30 June 2012


Social media is an integral part of the lives of many South Africans. Initially, many were concerned that social media could be used by perpetrators to get personal information about their potential victims. People still need to be vigilant in who they accept as friends, with what they post on their accounts, and their privacy settings. Although there have been a number of such cases in South Africa, often because the victim did not use adequate privacy settings, anti-crime South Africans have found a way to use social media to their advantage. Social media can be effective if the community and the security services work together. Twitter and Facebook are often trending with the details of a crime, especially hijackings. Twitter, especially, is very useful in getting important information out to the public as quickly as possible.

Earlier this week, a radio DJ's wife was shot in an attempted hijacking on Far East Bank Drive near the Gautrain's Marlboro station. When he received her call for help, he contacted the well-known tweeter Pigspotter who mobilised his contacts in the emergency services. The young woman is recovering in ICU after undergoing operations.
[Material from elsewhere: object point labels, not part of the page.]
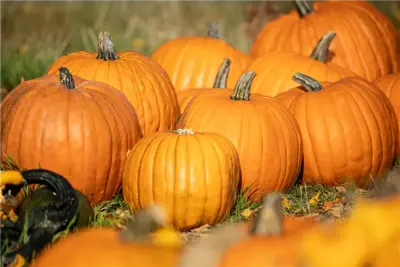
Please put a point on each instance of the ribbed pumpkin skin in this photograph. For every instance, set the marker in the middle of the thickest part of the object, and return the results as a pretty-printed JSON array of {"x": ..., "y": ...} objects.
[
  {"x": 101, "y": 247},
  {"x": 82, "y": 134},
  {"x": 193, "y": 62},
  {"x": 265, "y": 135},
  {"x": 366, "y": 43},
  {"x": 143, "y": 81},
  {"x": 194, "y": 177},
  {"x": 349, "y": 131},
  {"x": 276, "y": 69},
  {"x": 390, "y": 85}
]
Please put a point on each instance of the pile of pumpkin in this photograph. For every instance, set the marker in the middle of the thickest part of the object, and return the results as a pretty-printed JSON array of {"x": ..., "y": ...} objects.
[{"x": 315, "y": 100}]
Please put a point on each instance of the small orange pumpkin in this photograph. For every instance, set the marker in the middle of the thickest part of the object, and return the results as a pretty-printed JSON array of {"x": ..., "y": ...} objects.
[
  {"x": 367, "y": 42},
  {"x": 390, "y": 85},
  {"x": 349, "y": 129},
  {"x": 143, "y": 81},
  {"x": 194, "y": 176},
  {"x": 78, "y": 128},
  {"x": 276, "y": 69},
  {"x": 192, "y": 62},
  {"x": 256, "y": 125}
]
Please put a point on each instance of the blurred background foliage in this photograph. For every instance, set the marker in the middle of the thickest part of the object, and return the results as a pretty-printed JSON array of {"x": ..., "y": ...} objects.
[{"x": 33, "y": 33}]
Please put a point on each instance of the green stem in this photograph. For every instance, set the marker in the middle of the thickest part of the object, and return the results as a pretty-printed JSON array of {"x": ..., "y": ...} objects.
[
  {"x": 309, "y": 83},
  {"x": 321, "y": 50},
  {"x": 221, "y": 80},
  {"x": 66, "y": 78},
  {"x": 213, "y": 30},
  {"x": 106, "y": 50},
  {"x": 269, "y": 219},
  {"x": 303, "y": 7},
  {"x": 242, "y": 87}
]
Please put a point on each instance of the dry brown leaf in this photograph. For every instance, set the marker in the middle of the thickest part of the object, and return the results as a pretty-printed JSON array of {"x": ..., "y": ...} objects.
[{"x": 314, "y": 199}]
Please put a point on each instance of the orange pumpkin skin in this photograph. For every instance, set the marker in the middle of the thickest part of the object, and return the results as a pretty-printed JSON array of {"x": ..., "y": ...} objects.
[
  {"x": 194, "y": 176},
  {"x": 349, "y": 131},
  {"x": 193, "y": 62},
  {"x": 367, "y": 41},
  {"x": 390, "y": 85},
  {"x": 255, "y": 127},
  {"x": 82, "y": 133},
  {"x": 101, "y": 247},
  {"x": 143, "y": 81},
  {"x": 276, "y": 69}
]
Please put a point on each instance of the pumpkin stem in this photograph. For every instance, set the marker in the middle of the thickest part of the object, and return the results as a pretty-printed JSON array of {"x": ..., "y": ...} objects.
[
  {"x": 221, "y": 80},
  {"x": 66, "y": 78},
  {"x": 143, "y": 223},
  {"x": 321, "y": 51},
  {"x": 106, "y": 48},
  {"x": 269, "y": 219},
  {"x": 213, "y": 30},
  {"x": 307, "y": 82},
  {"x": 242, "y": 87},
  {"x": 303, "y": 8}
]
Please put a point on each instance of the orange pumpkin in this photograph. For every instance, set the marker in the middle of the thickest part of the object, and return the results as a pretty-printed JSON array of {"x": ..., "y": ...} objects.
[
  {"x": 367, "y": 41},
  {"x": 106, "y": 247},
  {"x": 143, "y": 81},
  {"x": 276, "y": 69},
  {"x": 194, "y": 176},
  {"x": 186, "y": 96},
  {"x": 193, "y": 62},
  {"x": 390, "y": 85},
  {"x": 349, "y": 129},
  {"x": 256, "y": 125},
  {"x": 80, "y": 129},
  {"x": 272, "y": 242}
]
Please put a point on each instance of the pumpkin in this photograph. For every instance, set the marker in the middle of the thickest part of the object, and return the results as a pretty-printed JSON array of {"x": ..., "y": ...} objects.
[
  {"x": 264, "y": 133},
  {"x": 272, "y": 242},
  {"x": 349, "y": 129},
  {"x": 193, "y": 62},
  {"x": 78, "y": 128},
  {"x": 43, "y": 196},
  {"x": 194, "y": 176},
  {"x": 390, "y": 85},
  {"x": 143, "y": 81},
  {"x": 367, "y": 41},
  {"x": 186, "y": 96},
  {"x": 107, "y": 247},
  {"x": 276, "y": 69}
]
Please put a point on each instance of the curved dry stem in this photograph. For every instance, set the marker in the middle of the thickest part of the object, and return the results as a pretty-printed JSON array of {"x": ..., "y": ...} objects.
[
  {"x": 221, "y": 80},
  {"x": 309, "y": 83},
  {"x": 143, "y": 223},
  {"x": 66, "y": 78},
  {"x": 268, "y": 221},
  {"x": 213, "y": 30},
  {"x": 321, "y": 50},
  {"x": 106, "y": 50},
  {"x": 303, "y": 8},
  {"x": 243, "y": 86}
]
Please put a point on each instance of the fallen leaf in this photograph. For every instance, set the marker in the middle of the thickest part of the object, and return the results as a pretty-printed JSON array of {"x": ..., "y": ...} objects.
[
  {"x": 286, "y": 203},
  {"x": 314, "y": 199},
  {"x": 246, "y": 213}
]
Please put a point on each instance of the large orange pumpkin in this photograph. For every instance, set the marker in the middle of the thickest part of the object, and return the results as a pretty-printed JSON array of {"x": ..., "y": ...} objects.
[
  {"x": 186, "y": 96},
  {"x": 193, "y": 62},
  {"x": 78, "y": 128},
  {"x": 390, "y": 85},
  {"x": 107, "y": 247},
  {"x": 264, "y": 133},
  {"x": 143, "y": 81},
  {"x": 276, "y": 69},
  {"x": 194, "y": 176},
  {"x": 349, "y": 129},
  {"x": 367, "y": 41}
]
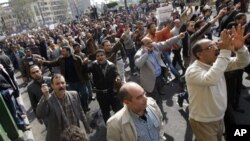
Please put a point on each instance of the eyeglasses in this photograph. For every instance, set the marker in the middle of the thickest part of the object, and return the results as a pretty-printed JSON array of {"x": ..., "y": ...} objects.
[{"x": 210, "y": 47}]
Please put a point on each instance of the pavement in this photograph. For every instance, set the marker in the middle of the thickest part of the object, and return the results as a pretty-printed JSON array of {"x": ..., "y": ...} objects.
[{"x": 176, "y": 127}]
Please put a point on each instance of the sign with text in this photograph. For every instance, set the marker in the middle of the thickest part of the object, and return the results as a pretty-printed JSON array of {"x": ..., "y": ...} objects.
[{"x": 163, "y": 13}]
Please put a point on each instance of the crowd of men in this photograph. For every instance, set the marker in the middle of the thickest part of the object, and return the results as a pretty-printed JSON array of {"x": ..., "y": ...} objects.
[{"x": 89, "y": 55}]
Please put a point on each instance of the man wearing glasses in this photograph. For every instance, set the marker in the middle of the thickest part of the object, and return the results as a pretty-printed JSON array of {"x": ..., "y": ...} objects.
[
  {"x": 139, "y": 120},
  {"x": 206, "y": 82}
]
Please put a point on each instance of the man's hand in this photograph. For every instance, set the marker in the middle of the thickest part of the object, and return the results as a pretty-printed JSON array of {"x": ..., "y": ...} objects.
[
  {"x": 40, "y": 121},
  {"x": 225, "y": 41},
  {"x": 40, "y": 61},
  {"x": 238, "y": 38},
  {"x": 222, "y": 12},
  {"x": 85, "y": 61},
  {"x": 89, "y": 130},
  {"x": 181, "y": 35},
  {"x": 45, "y": 90}
]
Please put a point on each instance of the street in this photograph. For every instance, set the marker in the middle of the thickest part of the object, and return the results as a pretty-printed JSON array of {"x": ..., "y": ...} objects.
[{"x": 176, "y": 126}]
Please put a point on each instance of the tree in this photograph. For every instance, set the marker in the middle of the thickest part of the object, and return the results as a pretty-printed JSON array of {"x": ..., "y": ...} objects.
[{"x": 126, "y": 5}]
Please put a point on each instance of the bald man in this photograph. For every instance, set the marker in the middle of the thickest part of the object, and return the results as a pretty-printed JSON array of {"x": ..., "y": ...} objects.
[
  {"x": 206, "y": 82},
  {"x": 148, "y": 60},
  {"x": 139, "y": 120}
]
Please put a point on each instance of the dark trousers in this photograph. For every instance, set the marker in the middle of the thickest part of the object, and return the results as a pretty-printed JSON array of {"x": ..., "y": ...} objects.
[
  {"x": 130, "y": 54},
  {"x": 155, "y": 94},
  {"x": 14, "y": 108},
  {"x": 177, "y": 59},
  {"x": 107, "y": 101},
  {"x": 82, "y": 91},
  {"x": 234, "y": 83}
]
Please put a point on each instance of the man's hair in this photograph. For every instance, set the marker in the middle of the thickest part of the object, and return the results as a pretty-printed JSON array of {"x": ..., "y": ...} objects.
[
  {"x": 239, "y": 16},
  {"x": 195, "y": 49},
  {"x": 99, "y": 51},
  {"x": 149, "y": 25},
  {"x": 55, "y": 76},
  {"x": 104, "y": 41},
  {"x": 198, "y": 23},
  {"x": 33, "y": 66},
  {"x": 73, "y": 133},
  {"x": 124, "y": 94}
]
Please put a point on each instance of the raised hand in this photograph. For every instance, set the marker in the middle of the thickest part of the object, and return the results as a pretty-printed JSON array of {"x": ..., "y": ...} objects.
[
  {"x": 238, "y": 38},
  {"x": 225, "y": 41}
]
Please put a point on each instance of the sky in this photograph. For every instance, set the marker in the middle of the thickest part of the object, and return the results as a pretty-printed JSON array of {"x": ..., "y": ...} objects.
[{"x": 1, "y": 1}]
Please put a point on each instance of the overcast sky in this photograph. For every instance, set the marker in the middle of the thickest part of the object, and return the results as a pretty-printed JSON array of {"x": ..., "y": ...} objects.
[{"x": 1, "y": 1}]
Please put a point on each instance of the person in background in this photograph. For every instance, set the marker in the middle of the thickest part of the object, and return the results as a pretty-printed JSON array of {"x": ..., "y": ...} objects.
[
  {"x": 61, "y": 107},
  {"x": 206, "y": 82},
  {"x": 34, "y": 88},
  {"x": 139, "y": 120}
]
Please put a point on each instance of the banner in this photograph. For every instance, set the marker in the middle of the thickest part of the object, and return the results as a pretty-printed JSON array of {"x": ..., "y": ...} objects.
[{"x": 163, "y": 13}]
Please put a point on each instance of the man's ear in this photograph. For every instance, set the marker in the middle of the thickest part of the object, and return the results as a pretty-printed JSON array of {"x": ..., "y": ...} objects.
[
  {"x": 126, "y": 101},
  {"x": 198, "y": 54}
]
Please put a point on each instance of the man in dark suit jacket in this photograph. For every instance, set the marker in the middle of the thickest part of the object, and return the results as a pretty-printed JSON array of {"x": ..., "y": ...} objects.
[
  {"x": 61, "y": 107},
  {"x": 34, "y": 88},
  {"x": 105, "y": 76}
]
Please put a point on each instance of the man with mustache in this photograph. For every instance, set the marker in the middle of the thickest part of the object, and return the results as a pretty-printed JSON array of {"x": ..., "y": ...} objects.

Also this week, a robbery suspect was arrested in Laudium, outside Pretoria, minutes after the anonymous SMS tip-off service, Crime Line posted three photographs of the wanted 36-year-old man on Facebook and Twitter. Within 15 minutes of posting the photos, Crime Line received a message on Facebook of the man's whereabouts. The suspect allegedly sneaked into a wedding reception at the local community centre, and stole a firearm and a phone which he took from a guest's handbag. The suspect has confessed to the crime. He sold the firearm for R550 and the phone for R700.

A Bryanston family, recently robbed at gunpoint in their home, managed to find the location of their stolen phone using the Apple app, Find My iPhone/iPad. This led to the arrest of the criminals. Just hours after the robbers made their getaway, the Police found them at a house in Tembisa after the family activated app. The police say the men have been linked to several other robberies in Douglasdale, Randburg and Bryanston. The app is used as a real-time GPS location-tracking device and users can watch on an iPhone or iPad as the location is pinpointed on a map. The person holding the device doesn't know they are being tracked.

In Cape Town, another iPad user took an hour to get his iPad back after it was stolen in a smash-and-grab on Nelson Mandela Boulevard. The man had stopped his car to answer his phone, when two youths robbed him. He phoned a friend, who accessed his internet account and tracked the iPad to a nearby flat. The iPad was retrieved, but the thieves were scared off by messages blaring from the device.